Sociol Health Illn. 2006 Apr;28(3):330-49. doi: 10.1111/j.1467-9566.2006.00495.x.
This article is premised on a need to understand and analyse how those turning to alternative and complementary medicines conceptualise the role of these practices; to ask what kind of 'health' is produced through alternative and complementary medicines and how might the help provided by these practices relate to questions of identity, self and subjectivity? Even though alternative and complementary medicines can be utilised in the face of serious illness, the healing produced through these practices is here argued to transcend physiological health and relate rather to a subjectively assessed sense of 'wellbeing'. In this article, I analyse what this wellbeing entails, in particular, in terms of contemporary understandings of selfhood as well as in relation to the production of appropriate emotions through 'emotion management'. I argue that the wellbeing produced through alternative and complementary health practices can be conceptualised as a means of asserting a particular kind of self as well as a means of negotiating identities offered to people in wider societal discourses and institutions. This article is based on qualitative interviews with both practitioners and users of varied alternative and complementary medicines. The focus is on women's experiences.

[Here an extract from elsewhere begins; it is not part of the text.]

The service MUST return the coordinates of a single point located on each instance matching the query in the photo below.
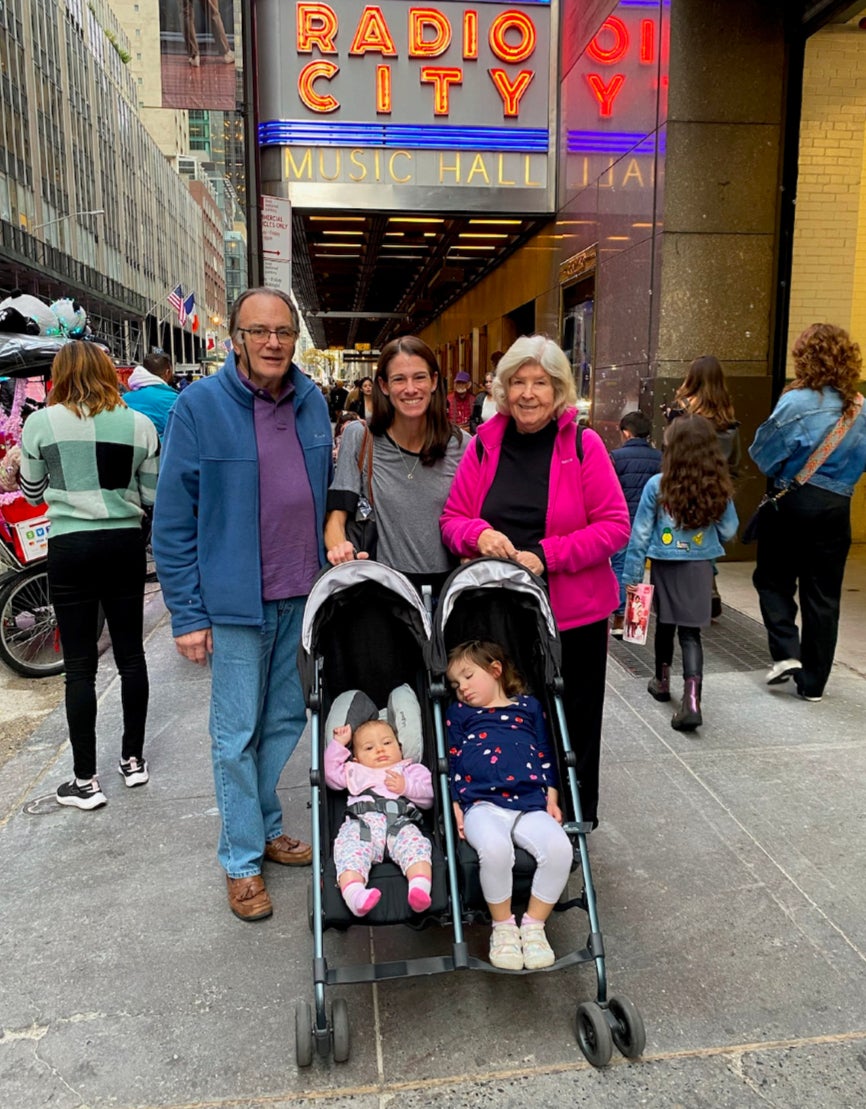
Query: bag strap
(825, 448)
(365, 460)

本文基于这样一种需求,即理解和分析那些求助于替代医学和补充医学的人如何构想这些疗法的作用;探究通过替代医学和补充医学产生了何种“健康”,以及这些疗法所提供的帮助如何与身份认同、自我和主体性问题相关联?尽管替代医学和补充医学可用于应对严重疾病,但本文认为,通过这些疗法产生的治愈超越了生理健康,而更关乎一种主观评估的“幸福感”。在本文中,我分析了这种幸福感具体包含什么,特别是从当代对自我的理解以及通过“情绪管理”产生适当情绪的角度。我认为,通过替代健康疗法产生的幸福感可被概念化为一种确立特定类型自我的方式,以及一种在更广泛的社会话语和机构中协商赋予人们的身份认同的方式。本文基于对各种替代医学和补充医学的从业者和使用者的定性访谈。重点是女性的经历。